Os valores das multas foram fixados em dólares estadunidenses, mas seus maiores quinhões couberam ao Ministério Público Federal de Curitiba, que recebeu 65,4% da Odebrecht, 70% da Braskem e 80% da Petrobras. Os procuradores tentaram transformar esses recursos em um fundo privado para atuar politicamente, mas foram impedidos até agora pelo Supremo Tribunal Federal (STF). O DoJ ficou com 17,3% da Odebrecht, 15% da Braskem e 10% da Petrobras; a SEC recebeu 10% da multa aplicada à Petrobras, além de um pagamento específico da Braskem. O governo suíço recebeu 17,3% da multa da Odebrecht e 15% da Braskem. A distribuição em valores efetivos está exposta no quadro a seguir.

Valores das multas e sua distribuição por país/agência (US$)
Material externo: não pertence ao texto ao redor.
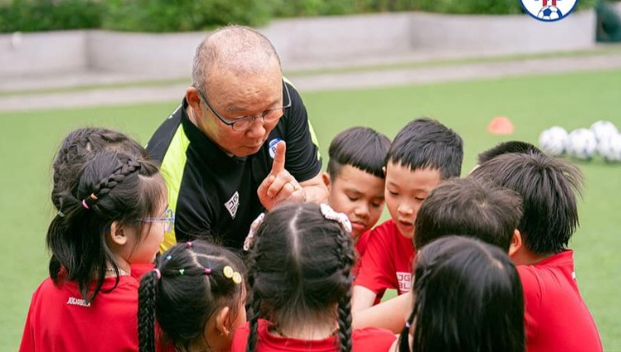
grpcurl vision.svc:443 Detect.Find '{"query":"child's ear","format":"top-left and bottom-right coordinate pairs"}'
top-left (321, 172), bottom-right (331, 190)
top-left (108, 221), bottom-right (129, 246)
top-left (382, 166), bottom-right (386, 177)
top-left (215, 306), bottom-right (232, 336)
top-left (508, 229), bottom-right (523, 258)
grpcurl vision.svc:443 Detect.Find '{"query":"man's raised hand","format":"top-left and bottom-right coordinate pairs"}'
top-left (257, 141), bottom-right (306, 210)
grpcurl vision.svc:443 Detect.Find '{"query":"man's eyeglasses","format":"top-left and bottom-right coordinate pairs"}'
top-left (196, 81), bottom-right (292, 132)
top-left (139, 208), bottom-right (175, 233)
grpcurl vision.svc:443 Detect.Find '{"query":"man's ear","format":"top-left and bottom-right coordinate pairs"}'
top-left (508, 229), bottom-right (523, 258)
top-left (186, 87), bottom-right (203, 112)
top-left (215, 306), bottom-right (232, 336)
top-left (108, 221), bottom-right (129, 246)
top-left (322, 172), bottom-right (331, 190)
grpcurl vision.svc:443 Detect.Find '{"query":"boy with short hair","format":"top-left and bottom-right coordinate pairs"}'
top-left (353, 177), bottom-right (525, 332)
top-left (414, 177), bottom-right (523, 252)
top-left (323, 127), bottom-right (391, 256)
top-left (470, 152), bottom-right (603, 352)
top-left (477, 140), bottom-right (542, 165)
top-left (352, 118), bottom-right (463, 312)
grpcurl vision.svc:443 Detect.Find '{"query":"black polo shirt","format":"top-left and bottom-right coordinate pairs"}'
top-left (146, 82), bottom-right (321, 251)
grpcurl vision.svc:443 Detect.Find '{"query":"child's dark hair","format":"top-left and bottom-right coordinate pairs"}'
top-left (387, 118), bottom-right (463, 178)
top-left (477, 141), bottom-right (542, 165)
top-left (327, 127), bottom-right (391, 179)
top-left (399, 236), bottom-right (525, 352)
top-left (245, 203), bottom-right (355, 352)
top-left (138, 240), bottom-right (246, 352)
top-left (469, 152), bottom-right (583, 255)
top-left (47, 151), bottom-right (163, 303)
top-left (52, 127), bottom-right (147, 212)
top-left (414, 178), bottom-right (523, 252)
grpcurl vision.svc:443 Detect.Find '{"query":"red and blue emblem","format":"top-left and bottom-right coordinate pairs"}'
top-left (520, 0), bottom-right (580, 22)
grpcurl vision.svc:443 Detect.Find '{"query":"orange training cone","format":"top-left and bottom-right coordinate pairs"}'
top-left (487, 116), bottom-right (514, 135)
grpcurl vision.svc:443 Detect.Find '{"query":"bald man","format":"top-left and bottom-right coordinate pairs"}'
top-left (147, 25), bottom-right (327, 251)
Empresa Odebrecht Braskem Petrobras
Multa 2,600,000,000.00* 632,625,336.81 853,200.000.00
Brasil– MPFC 1,699,280,000.00 442,837,735.77 682,560,000.00
EUA – DoJ 450,360,000.00 94,893,800.52 85,320,000.00
EUA – SEC - 325,000,000.00** 85,320,000.00
Suíça 450,360,000.00 94,893,800.52 -
Total 2,600,000,000.00 1,590,250,673.62 853,200,000.00***
Total Geral 5,043,450,673.62****

Fonte: DoJ (2019).

*A multa originalmente proposta para a Odebrecht era de US$ 4,503,600,000.00, mas a empresa conseguiu reduzi-la em função do câmbio dólar-real e da taxa de juros no Brasil. Entretanto, os valores atribuídos ao DoJ e autoridades suíças foram respectivamente 10% sobre a proposta original.
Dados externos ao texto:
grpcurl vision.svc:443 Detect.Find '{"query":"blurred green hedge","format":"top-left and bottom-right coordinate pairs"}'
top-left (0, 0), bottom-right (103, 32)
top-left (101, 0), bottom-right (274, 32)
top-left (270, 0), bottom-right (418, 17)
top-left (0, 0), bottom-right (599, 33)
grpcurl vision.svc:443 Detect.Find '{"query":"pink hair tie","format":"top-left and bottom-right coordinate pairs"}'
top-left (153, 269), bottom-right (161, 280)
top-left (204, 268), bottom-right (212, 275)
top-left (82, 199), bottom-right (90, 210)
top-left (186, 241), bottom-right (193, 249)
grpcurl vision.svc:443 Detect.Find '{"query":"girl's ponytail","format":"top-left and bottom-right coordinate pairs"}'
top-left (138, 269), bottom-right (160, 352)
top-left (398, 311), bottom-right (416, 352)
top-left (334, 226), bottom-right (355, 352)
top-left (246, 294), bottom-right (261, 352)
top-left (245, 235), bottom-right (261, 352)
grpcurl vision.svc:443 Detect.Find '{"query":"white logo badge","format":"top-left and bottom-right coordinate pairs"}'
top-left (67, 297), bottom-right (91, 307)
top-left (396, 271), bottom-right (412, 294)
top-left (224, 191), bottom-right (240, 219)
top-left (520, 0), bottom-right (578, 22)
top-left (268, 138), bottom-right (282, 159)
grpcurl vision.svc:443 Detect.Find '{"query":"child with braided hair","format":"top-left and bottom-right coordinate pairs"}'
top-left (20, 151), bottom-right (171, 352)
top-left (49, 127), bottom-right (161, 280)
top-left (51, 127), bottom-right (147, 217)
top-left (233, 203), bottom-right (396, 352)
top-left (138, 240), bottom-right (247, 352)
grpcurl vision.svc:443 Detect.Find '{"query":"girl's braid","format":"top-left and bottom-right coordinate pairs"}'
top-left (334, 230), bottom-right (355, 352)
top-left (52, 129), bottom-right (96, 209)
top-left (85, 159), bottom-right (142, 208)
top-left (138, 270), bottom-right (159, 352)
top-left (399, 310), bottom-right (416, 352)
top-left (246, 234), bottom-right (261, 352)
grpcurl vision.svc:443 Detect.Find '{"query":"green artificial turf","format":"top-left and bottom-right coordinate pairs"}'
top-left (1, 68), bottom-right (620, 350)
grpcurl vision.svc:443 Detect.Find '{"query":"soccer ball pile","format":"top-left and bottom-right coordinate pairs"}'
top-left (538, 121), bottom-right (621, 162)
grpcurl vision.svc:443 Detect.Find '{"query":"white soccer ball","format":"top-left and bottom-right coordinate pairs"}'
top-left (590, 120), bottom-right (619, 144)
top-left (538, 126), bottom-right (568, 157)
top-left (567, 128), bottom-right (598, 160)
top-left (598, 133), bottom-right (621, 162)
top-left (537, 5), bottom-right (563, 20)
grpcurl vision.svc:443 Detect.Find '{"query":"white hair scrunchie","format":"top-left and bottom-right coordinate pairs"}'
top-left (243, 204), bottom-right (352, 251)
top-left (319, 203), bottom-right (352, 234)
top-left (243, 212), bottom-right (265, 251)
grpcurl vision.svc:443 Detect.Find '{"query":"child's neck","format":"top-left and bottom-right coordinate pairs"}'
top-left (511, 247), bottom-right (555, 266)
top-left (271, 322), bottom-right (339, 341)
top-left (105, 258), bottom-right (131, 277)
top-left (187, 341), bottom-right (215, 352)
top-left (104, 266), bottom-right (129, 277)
** A Braskem também fez um acordo com o SEC mencionado no Plea Bargaining para restituir US$ 325 milhões devido a violações de normas acionárias.

*** A Petrobras pagou US$ 2,95 bilhões adicionais aos acionistas da Bolsa de Nova York por meio de um acordo privado.

****Além deste valor geral, houve o pagamento dos honorários dos escritórios de advocacia que defenderam as empresas, cujo valor não foi divulgado e despesas dos representantes das três empresas para participar de reuniões e audiências nos EUA, montante igualmente desconhecido.

Conclusão

O FCPA é um instrumento de política externa dos EUA que não se limita a perseguir igualdade de oportunidades na competitividade entre empresas estadunidenses e estrangeiras, mas na prática busca favorecê-las (Burck, 2019). Uma prova disso é a discussão do governo Bolsonaro com o governo dos EUA sobre relações comerciais, investimentos e infraestrutura, iniciada com a visita do presidente brasileiro aos Estados Unidos no início de 2019 e as reuniões realizadas no Brasil sobre esse assunto pelo secretário de Comércio dos EUA, Wilbur Ross, no mês de julho.

As grandes empreiteiras brasileiras vêm sendo afetadas em seu funcionamento pela Operação Lava Jato desde 2014, mas o prejuízo não se limita a elas, pois várias indústrias que prestavam serviços, particularmente à Petrobras, na construção de plataformas, navios, sondas e outros equipamentos, perderam seus contratos para empresas estrangeiras, principalmente asiáticas, mas que interessam também aos EUA.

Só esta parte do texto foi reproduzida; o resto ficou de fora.